Reviews

A Conversation With Edith Head


If you want to relish the stylish, acerbic, frighteningly successful Edith Head, designer of every fab frock of Hollywood’s golden age from Bette Davis’ “bumpy night” dress to Audrey’s Cinderella gown in Roman Holiday, I strongly suggest you hie yourself down to Wikipedia.

In Head’s signature sharp suit, dark glasses and severe black fringe Susan Classen as actor and co-writer captures some of Head’s wise-cracking iron will but the script of repetitive facts, figures and the odd starry story gave her no-where to go but in circles around her infatuation with her subject.

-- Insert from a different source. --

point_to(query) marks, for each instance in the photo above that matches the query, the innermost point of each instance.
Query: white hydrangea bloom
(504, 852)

The ill-conceived An Audience With…format puts us in 1981 (we know it’s ages ago because Elizabeth Taylor is reportedly growing old gracefully). Head duly responds to questions apparently submitted by the audience and courts our responses. Dutifully we chorused our lines as if in some camp pub quiz at the Coconut Grove “Debbie Reynolds gave birth to?” “Carrie Fisher !” etc. She has some killer comedy quotes but this is not stand-up and when faced with an unscheduled question or neat comeback Classen was thrown. With her own plant already asking scripted leading questions, why drag us into it anyhow?

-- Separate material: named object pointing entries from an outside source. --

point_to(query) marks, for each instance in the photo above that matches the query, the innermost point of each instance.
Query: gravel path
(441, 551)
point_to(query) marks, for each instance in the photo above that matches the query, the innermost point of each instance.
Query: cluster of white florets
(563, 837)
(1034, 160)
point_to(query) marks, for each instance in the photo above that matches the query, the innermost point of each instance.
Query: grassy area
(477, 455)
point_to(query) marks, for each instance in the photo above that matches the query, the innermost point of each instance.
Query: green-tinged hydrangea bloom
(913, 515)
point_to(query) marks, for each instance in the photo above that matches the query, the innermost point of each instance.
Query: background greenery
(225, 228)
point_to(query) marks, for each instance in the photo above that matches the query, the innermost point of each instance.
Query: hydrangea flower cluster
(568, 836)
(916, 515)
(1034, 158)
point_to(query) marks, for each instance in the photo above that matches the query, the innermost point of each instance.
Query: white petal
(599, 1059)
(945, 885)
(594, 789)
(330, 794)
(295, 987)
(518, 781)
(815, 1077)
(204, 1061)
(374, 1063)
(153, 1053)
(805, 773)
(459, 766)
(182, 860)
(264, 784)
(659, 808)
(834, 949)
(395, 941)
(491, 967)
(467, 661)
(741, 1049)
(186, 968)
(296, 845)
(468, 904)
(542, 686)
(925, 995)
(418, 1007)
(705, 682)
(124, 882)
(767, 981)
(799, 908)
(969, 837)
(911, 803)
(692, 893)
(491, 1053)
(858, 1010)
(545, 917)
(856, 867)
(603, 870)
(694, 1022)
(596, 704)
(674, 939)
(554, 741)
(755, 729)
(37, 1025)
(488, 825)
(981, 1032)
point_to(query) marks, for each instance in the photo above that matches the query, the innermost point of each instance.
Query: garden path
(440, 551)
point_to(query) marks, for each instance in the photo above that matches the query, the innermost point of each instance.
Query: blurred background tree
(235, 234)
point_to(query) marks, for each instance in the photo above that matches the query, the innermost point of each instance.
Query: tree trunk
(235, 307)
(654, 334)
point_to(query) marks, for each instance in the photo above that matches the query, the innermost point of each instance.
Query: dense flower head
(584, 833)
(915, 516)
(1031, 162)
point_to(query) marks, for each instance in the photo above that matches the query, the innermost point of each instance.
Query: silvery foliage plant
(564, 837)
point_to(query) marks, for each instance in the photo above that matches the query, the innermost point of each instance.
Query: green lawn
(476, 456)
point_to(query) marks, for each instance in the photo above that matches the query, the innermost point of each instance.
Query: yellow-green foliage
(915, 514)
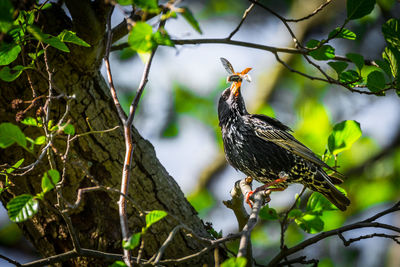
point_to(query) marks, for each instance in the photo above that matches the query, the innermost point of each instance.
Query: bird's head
(231, 101)
(236, 80)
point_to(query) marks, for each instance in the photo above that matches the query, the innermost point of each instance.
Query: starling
(264, 149)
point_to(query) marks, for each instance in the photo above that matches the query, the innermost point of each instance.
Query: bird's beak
(235, 86)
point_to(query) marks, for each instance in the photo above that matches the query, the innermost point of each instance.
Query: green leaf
(125, 2)
(317, 204)
(132, 242)
(118, 264)
(49, 180)
(295, 213)
(154, 216)
(343, 136)
(359, 8)
(6, 18)
(350, 77)
(385, 66)
(325, 52)
(30, 121)
(140, 39)
(47, 38)
(70, 37)
(163, 38)
(235, 262)
(392, 56)
(10, 134)
(338, 66)
(202, 201)
(344, 33)
(375, 81)
(9, 75)
(188, 15)
(310, 223)
(8, 53)
(15, 166)
(268, 213)
(147, 5)
(40, 140)
(391, 32)
(69, 129)
(22, 207)
(357, 59)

This is a shame because Head provides a provocative figure. Her very self-styled image deflected attention making her elusivity all the more intriguing. Jewish by birth, Catholic by conversion, schoolteacher by profession, Head butted into the male ranks of studio design – 1,131 films, 8 Oscars, 2 husbands and 6 decades of costume design – but the play is as theatrical as its blurb. Where was she on WWII, McCarthy, women’s rights, religion, marriage, The New Look, on polyester for heavenssake? Co-writer Paddy Calisto doesn’t ask. How did she approach translating text and character into costume? What motivated her? Five minutes before the end it is too late to slip in “I was always in a mirror behind someone famous.” Surrounded by photos and dressed mannequins in a detailed and evocative design by James Blair ( and Classen of course) she remains defined by her work and her more famous friends.

Even this theme is not emotionally explored. What was in the gulf between the severe, mannish designer and the decadent, sensuous expressions of female glamour and sexuality she created? That gulf needs exploring but Classen and Calisto lacked a director to tell them they were not the girls for the trip.